The first step to solve this problem is modeling the position of each ferry. The position can be modeled by a first order equation in the following format:

`S(t) = S_(0) + vt`, in which
`S_(0)` is the initial position of the ferry, t is the time in hours and v is the speed in km/h.

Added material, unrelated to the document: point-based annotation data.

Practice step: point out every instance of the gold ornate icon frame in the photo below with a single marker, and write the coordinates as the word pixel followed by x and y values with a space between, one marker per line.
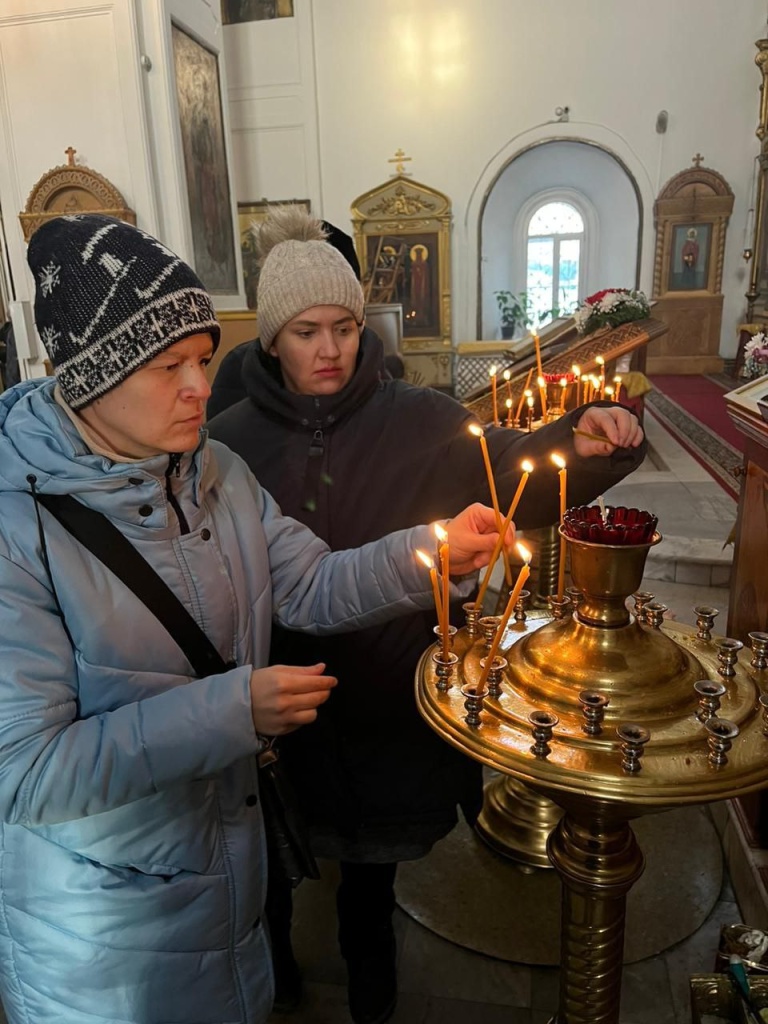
pixel 71 188
pixel 413 221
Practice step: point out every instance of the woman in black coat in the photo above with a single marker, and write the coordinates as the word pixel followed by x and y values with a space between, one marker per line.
pixel 354 455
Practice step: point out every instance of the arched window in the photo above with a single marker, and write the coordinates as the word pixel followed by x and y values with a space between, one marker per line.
pixel 554 259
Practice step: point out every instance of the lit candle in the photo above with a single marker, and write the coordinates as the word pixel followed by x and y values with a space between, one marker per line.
pixel 513 598
pixel 435 589
pixel 527 468
pixel 524 395
pixel 560 462
pixel 477 431
pixel 538 348
pixel 493 394
pixel 543 397
pixel 529 401
pixel 444 556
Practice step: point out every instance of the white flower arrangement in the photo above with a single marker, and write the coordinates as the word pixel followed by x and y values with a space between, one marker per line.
pixel 610 307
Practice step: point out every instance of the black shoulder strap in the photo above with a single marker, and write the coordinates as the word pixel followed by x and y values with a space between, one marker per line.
pixel 103 540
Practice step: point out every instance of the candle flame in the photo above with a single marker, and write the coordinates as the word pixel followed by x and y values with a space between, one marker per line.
pixel 425 558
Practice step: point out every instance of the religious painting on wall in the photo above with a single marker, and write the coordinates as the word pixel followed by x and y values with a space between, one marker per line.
pixel 248 215
pixel 199 98
pixel 689 261
pixel 237 11
pixel 406 269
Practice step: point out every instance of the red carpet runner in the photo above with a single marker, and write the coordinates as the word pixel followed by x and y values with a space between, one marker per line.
pixel 693 411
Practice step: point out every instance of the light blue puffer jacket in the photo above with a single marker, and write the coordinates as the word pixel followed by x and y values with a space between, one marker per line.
pixel 131 847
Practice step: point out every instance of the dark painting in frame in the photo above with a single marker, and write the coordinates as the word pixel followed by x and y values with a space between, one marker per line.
pixel 689 261
pixel 248 215
pixel 199 98
pixel 416 261
pixel 238 11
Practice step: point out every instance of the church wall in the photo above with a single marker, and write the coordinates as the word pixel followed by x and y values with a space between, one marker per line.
pixel 462 87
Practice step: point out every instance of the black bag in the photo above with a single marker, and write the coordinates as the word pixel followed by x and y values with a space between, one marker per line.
pixel 288 843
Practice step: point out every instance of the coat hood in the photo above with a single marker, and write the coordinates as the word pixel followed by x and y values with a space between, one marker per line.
pixel 38 440
pixel 263 382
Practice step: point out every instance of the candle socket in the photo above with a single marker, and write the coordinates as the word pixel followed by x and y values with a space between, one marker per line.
pixel 452 633
pixel 488 625
pixel 634 737
pixel 471 614
pixel 727 656
pixel 521 605
pixel 593 708
pixel 559 606
pixel 722 733
pixel 473 700
pixel 543 723
pixel 444 669
pixel 759 645
pixel 763 700
pixel 495 675
pixel 705 620
pixel 641 598
pixel 710 691
pixel 653 611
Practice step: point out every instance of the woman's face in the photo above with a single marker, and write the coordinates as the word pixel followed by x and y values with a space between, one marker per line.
pixel 161 407
pixel 317 350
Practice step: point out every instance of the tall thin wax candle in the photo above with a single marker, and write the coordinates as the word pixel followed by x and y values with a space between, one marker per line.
pixel 494 395
pixel 477 431
pixel 435 589
pixel 513 598
pixel 444 556
pixel 523 395
pixel 560 462
pixel 527 468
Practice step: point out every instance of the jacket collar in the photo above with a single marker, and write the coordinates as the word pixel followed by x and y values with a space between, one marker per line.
pixel 264 386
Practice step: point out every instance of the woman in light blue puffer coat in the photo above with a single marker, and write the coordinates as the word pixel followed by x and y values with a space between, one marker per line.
pixel 131 844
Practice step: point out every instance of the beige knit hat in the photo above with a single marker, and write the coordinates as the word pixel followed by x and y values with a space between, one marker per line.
pixel 299 269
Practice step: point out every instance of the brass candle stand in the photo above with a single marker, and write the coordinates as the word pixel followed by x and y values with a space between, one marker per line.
pixel 598 717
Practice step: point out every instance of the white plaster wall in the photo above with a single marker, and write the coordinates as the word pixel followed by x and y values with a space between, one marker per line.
pixel 595 175
pixel 464 86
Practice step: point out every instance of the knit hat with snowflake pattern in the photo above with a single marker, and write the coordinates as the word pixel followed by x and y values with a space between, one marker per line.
pixel 109 298
pixel 299 269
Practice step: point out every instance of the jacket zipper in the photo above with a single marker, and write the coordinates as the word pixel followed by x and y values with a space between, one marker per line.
pixel 174 466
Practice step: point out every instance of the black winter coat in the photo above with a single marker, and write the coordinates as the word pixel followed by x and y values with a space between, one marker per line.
pixel 376 782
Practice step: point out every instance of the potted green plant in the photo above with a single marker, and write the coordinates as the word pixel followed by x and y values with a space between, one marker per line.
pixel 515 310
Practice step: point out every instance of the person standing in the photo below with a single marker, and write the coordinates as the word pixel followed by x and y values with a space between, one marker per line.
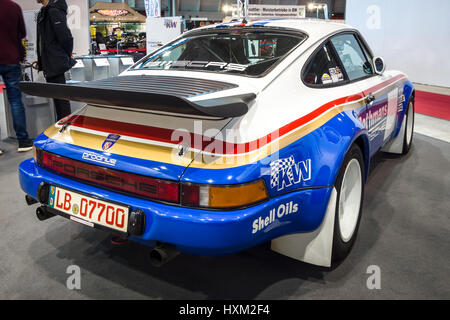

I am going to say that the positive direction is from Nanaimo to Vancouver, and that Nanaimo is the position 0 and Vancouver the position 22.

First ferry:

Leaves Nanaimo, so
`S_(0) = 0`. It is 2km/h faster than the second ferry, so i am going to say that
`v = v + 2`. It moves in the positive direction, so v is positive. The equation of the position of this train is modeled as:

`S_(1)(t) = 0 + (v+2)t`,

Second ferry:

Leaves Vancouver, so
`S_(0) = 22`. It has a speed of v, that is negative, since it moves in the negative direction. So

`S_(2)(t) = 22 - vt`

The problem states that they meet in 45 minutes. Here we have to pay attention. Since the speed is in km/h, the time needs to be in h. So 45 minutes = 0.75h.

They meet in 0.75h. It means that

`S_(1)(0.75) = S_(2)(0.75)`

With this we find the value o v, and replace in the equation of
`S_(2)` to see how far they are from Vancouver when they meet.

`S_(1)(0.75) = S_(2)(0.75)`

`0.75(v+2) = 22 - 0.75v`

`0.75v + 1.50 = 22 - 0.75v`

`1.50v = 20.50`

`v = (20.50)/(1.50)`

`v = 13.67`km/h.

`S_(2)(t) = 22 - vt`

`S_(2)(0.75) = 22 - 13.67*0.75 = 11.7475`

They are 11.7475km away from Vancouver when they meet.